Updated: August 9, 2022 by Kristen Chapple
For sure you’re amazed by the grace and balance with which a cat moves and leaps around, but have you ever wondered how do cats drink water?
Though it seems so simple and most of us would think that our feline friends are curling their tongues and using them as cups to try lapping as much water into their mouths as possible, that is not the way they do it. They’re doing it so fast that we can’t even perceive it.
Too Fast For Us to Grasp the Movement
We all think that we know how cats drink water, but the truth is that the way they do it is way too fast for us to grasp the technique.
A cat can lap four times a second, which means that when cats drink water, we don’t see anything else with naked eye but a blurred movement of the kitty’s tongue. So no, nobody really understood the mechanism until some MIT engineers put their minds to work.

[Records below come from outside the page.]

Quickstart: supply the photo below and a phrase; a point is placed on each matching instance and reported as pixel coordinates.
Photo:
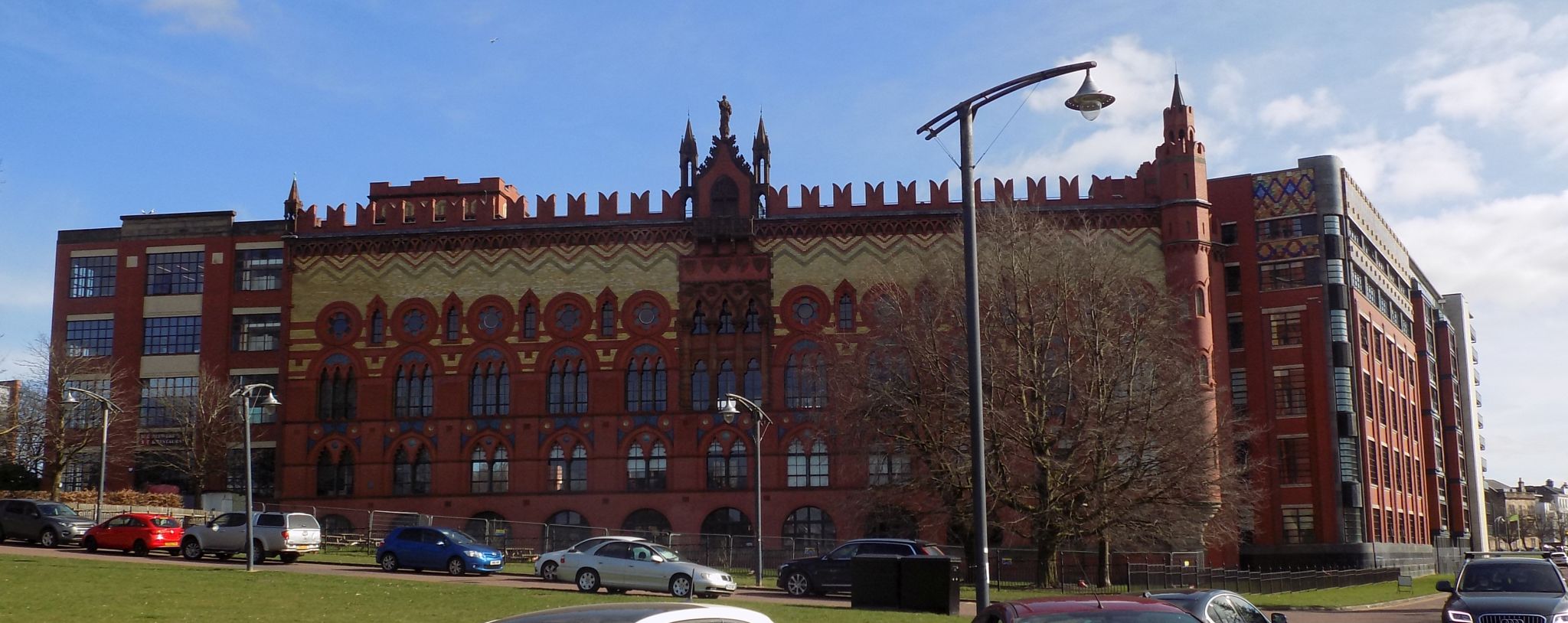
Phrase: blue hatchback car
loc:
(430, 548)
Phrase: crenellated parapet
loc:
(439, 203)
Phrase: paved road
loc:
(1424, 609)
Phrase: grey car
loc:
(41, 521)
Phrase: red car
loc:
(137, 534)
(1084, 609)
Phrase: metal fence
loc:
(1158, 578)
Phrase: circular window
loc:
(414, 322)
(490, 321)
(339, 325)
(805, 311)
(646, 315)
(568, 318)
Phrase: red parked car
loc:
(1084, 609)
(137, 534)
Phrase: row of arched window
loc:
(567, 383)
(646, 468)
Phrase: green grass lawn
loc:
(40, 589)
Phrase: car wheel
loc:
(589, 581)
(797, 584)
(681, 585)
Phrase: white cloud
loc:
(1302, 113)
(1424, 165)
(201, 16)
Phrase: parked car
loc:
(1084, 609)
(430, 548)
(547, 564)
(1524, 589)
(1217, 606)
(40, 521)
(830, 573)
(136, 534)
(642, 612)
(622, 566)
(286, 536)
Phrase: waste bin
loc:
(874, 581)
(929, 584)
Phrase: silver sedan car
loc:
(642, 566)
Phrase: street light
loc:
(71, 399)
(1087, 101)
(245, 394)
(761, 421)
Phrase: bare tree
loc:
(1099, 424)
(54, 435)
(194, 430)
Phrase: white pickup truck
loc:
(286, 536)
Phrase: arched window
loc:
(727, 470)
(701, 391)
(727, 379)
(645, 466)
(413, 394)
(490, 385)
(488, 471)
(568, 383)
(411, 478)
(646, 523)
(805, 377)
(808, 470)
(753, 321)
(531, 322)
(645, 380)
(698, 321)
(335, 390)
(753, 380)
(888, 468)
(812, 526)
(727, 321)
(568, 475)
(565, 527)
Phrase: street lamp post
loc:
(245, 394)
(107, 407)
(761, 422)
(1087, 101)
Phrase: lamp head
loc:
(1089, 101)
(727, 409)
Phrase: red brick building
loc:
(456, 349)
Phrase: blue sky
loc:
(1452, 116)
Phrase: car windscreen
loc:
(665, 553)
(303, 521)
(1511, 579)
(55, 510)
(459, 537)
(1109, 617)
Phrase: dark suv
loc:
(1506, 589)
(831, 572)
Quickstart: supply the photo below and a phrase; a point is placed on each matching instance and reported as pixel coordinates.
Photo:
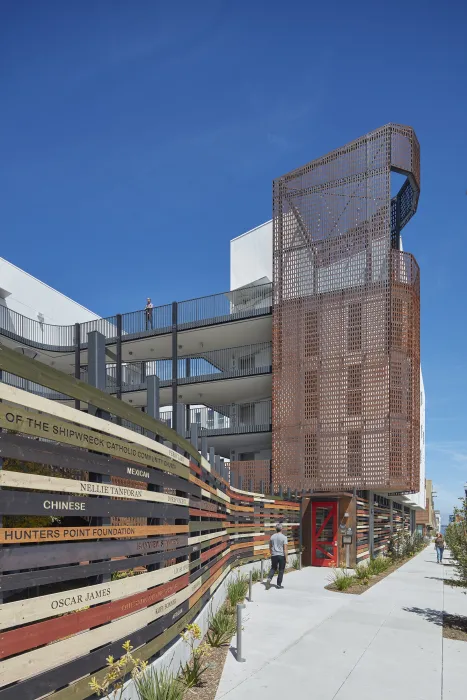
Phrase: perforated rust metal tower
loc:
(346, 320)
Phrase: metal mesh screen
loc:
(346, 341)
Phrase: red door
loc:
(324, 535)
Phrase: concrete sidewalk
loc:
(307, 642)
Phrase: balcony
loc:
(238, 304)
(230, 419)
(215, 365)
(253, 475)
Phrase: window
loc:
(354, 390)
(311, 456)
(395, 454)
(397, 323)
(311, 394)
(247, 414)
(354, 454)
(354, 330)
(210, 422)
(311, 334)
(246, 363)
(395, 388)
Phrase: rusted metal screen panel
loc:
(336, 295)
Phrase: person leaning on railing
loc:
(439, 546)
(149, 307)
(279, 556)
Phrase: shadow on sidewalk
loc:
(434, 616)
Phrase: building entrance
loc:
(324, 533)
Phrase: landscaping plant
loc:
(191, 673)
(256, 575)
(237, 589)
(378, 565)
(158, 685)
(456, 541)
(341, 579)
(222, 627)
(114, 680)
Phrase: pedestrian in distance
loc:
(439, 546)
(149, 307)
(279, 556)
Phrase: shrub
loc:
(362, 574)
(256, 575)
(158, 685)
(378, 565)
(192, 672)
(222, 627)
(114, 680)
(456, 541)
(341, 579)
(237, 589)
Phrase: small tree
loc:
(456, 541)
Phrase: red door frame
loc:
(328, 559)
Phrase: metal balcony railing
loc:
(229, 419)
(242, 361)
(217, 308)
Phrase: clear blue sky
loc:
(138, 137)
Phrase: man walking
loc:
(279, 556)
(439, 545)
(149, 308)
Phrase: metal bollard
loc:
(240, 607)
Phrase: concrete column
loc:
(179, 419)
(97, 378)
(194, 435)
(176, 425)
(153, 396)
(96, 365)
(371, 533)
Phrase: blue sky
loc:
(138, 139)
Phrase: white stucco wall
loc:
(419, 499)
(23, 293)
(251, 256)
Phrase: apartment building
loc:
(305, 374)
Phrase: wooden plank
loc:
(21, 612)
(169, 628)
(17, 581)
(50, 428)
(49, 504)
(23, 480)
(206, 513)
(58, 410)
(14, 558)
(40, 633)
(39, 660)
(40, 373)
(150, 636)
(26, 535)
(26, 449)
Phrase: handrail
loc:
(246, 302)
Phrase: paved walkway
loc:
(307, 642)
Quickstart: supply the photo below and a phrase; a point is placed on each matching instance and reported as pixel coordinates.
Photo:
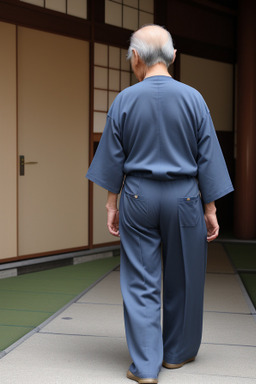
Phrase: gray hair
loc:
(152, 53)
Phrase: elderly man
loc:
(159, 146)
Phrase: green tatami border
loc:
(28, 302)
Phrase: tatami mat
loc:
(86, 342)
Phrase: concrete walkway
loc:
(86, 342)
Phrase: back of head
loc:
(153, 44)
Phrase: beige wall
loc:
(8, 152)
(214, 80)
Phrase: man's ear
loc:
(135, 57)
(174, 56)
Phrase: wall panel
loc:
(8, 151)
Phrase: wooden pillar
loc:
(245, 193)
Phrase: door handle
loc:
(23, 163)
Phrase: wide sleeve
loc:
(106, 168)
(213, 176)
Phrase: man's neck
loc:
(158, 69)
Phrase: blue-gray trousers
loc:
(162, 227)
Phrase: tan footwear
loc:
(174, 366)
(139, 380)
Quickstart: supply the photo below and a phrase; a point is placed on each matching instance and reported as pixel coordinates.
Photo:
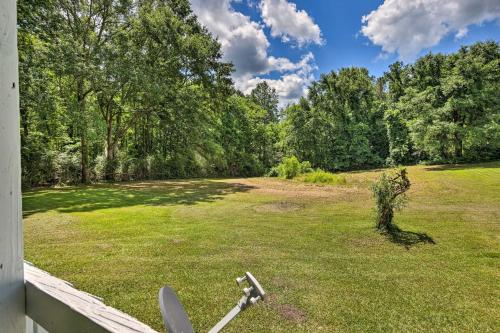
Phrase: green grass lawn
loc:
(313, 248)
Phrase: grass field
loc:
(313, 248)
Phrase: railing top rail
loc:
(59, 307)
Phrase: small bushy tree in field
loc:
(390, 194)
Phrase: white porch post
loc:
(12, 309)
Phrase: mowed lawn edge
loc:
(314, 248)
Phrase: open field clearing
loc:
(314, 249)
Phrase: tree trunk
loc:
(83, 131)
(110, 151)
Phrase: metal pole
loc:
(230, 316)
(12, 317)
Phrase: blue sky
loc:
(289, 43)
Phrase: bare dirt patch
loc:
(278, 207)
(295, 189)
(288, 311)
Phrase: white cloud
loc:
(407, 27)
(289, 23)
(244, 43)
(290, 87)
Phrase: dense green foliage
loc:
(390, 194)
(122, 89)
(133, 89)
(291, 167)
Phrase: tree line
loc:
(137, 89)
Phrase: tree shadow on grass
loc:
(152, 193)
(407, 238)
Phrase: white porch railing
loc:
(54, 305)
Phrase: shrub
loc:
(390, 194)
(322, 177)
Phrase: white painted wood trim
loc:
(11, 237)
(58, 307)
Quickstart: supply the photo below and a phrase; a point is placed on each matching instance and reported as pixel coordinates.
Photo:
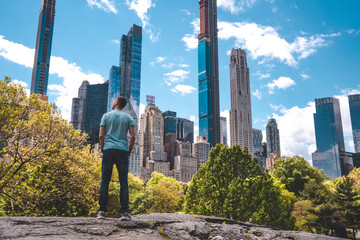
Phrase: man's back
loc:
(117, 124)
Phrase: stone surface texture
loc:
(145, 226)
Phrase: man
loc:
(337, 229)
(114, 127)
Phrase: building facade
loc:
(240, 113)
(208, 73)
(151, 132)
(95, 107)
(272, 137)
(223, 131)
(78, 107)
(40, 74)
(329, 137)
(184, 130)
(354, 104)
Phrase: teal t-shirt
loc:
(117, 124)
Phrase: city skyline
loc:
(286, 77)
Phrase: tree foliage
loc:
(295, 172)
(46, 168)
(231, 184)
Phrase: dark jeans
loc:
(121, 159)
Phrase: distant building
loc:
(184, 130)
(258, 148)
(40, 74)
(223, 131)
(151, 131)
(208, 69)
(354, 104)
(240, 113)
(270, 160)
(95, 107)
(272, 137)
(78, 107)
(201, 149)
(185, 166)
(329, 137)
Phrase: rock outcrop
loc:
(146, 226)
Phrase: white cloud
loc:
(226, 114)
(141, 8)
(183, 89)
(70, 73)
(106, 5)
(257, 94)
(115, 41)
(280, 83)
(235, 6)
(176, 76)
(265, 41)
(304, 76)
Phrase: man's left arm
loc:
(102, 137)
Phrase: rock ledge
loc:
(146, 226)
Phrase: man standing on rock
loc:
(114, 128)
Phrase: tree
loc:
(295, 172)
(231, 184)
(348, 204)
(46, 166)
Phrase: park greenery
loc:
(47, 168)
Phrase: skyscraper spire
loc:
(209, 106)
(40, 75)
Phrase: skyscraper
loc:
(354, 104)
(184, 130)
(208, 73)
(272, 137)
(151, 132)
(78, 107)
(329, 137)
(223, 130)
(95, 107)
(125, 80)
(240, 114)
(40, 74)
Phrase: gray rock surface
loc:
(146, 226)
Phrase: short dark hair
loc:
(121, 102)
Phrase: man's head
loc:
(119, 103)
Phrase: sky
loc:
(297, 50)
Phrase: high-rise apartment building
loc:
(125, 80)
(95, 107)
(223, 130)
(184, 130)
(151, 132)
(40, 74)
(272, 137)
(354, 104)
(208, 73)
(78, 107)
(329, 137)
(240, 114)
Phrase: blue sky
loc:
(296, 50)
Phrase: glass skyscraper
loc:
(40, 74)
(208, 73)
(125, 80)
(329, 137)
(354, 104)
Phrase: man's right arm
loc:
(132, 139)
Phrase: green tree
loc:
(295, 172)
(231, 184)
(347, 200)
(46, 166)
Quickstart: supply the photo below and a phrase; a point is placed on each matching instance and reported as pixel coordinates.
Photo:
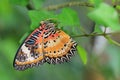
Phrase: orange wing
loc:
(45, 44)
(59, 47)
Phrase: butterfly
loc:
(44, 44)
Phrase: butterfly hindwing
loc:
(44, 44)
(59, 47)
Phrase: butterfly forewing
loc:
(44, 44)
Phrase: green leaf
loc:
(97, 2)
(106, 15)
(37, 3)
(83, 54)
(20, 2)
(68, 17)
(37, 16)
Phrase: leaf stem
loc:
(92, 34)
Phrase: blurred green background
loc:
(19, 17)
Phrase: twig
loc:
(69, 4)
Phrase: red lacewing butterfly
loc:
(44, 44)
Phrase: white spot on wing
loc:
(26, 51)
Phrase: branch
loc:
(69, 4)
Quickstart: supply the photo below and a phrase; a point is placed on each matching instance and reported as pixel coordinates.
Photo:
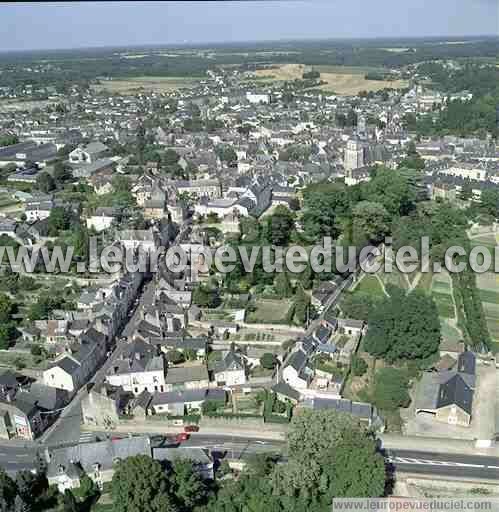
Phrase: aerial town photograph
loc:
(249, 256)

It took high-speed photography and more than 3 years to understand that.
How Do Cats Drink Water
Unlike us, humans, who can create suction in order to get the liquid into our mouths, cats can’t do that so they use fluid mechanics to drink water in an efficient way.
When above the bowl of water, or milk, a cat’s tongue will take the shape of the letter ‘J’, touch the water with its tip flicking back to the surface and then pull back so fast that it will cause a stream of water to follow the tongue back into the mouth due to inertia and the forces of adhesion and cohesion that form on the water’s – or any other liquid’s – surface. Then the cat closes its mouth before gravity can pull the water back down to the bowl.
The speed at which cats drink water is 3 feet per second, which is why you won’t see the actual movement happening, unless recorded by special cameras and played in slow motion, like the guys at MIT have done in this YouTube video here.
Maximum Efficiency
According to the researchers at the Massachusetts Institute of Technology, the 3 feet per second speed at which cats drink water is already the speed at which they can get the most water with the lowest effort, bringing the kitty to the maximum water drinking efficiency.
If before you were impressed by how funny your little purring friend was, now you should be fascinated by his fluid dynamics and mechanical engineering skills and water drinking efficiency.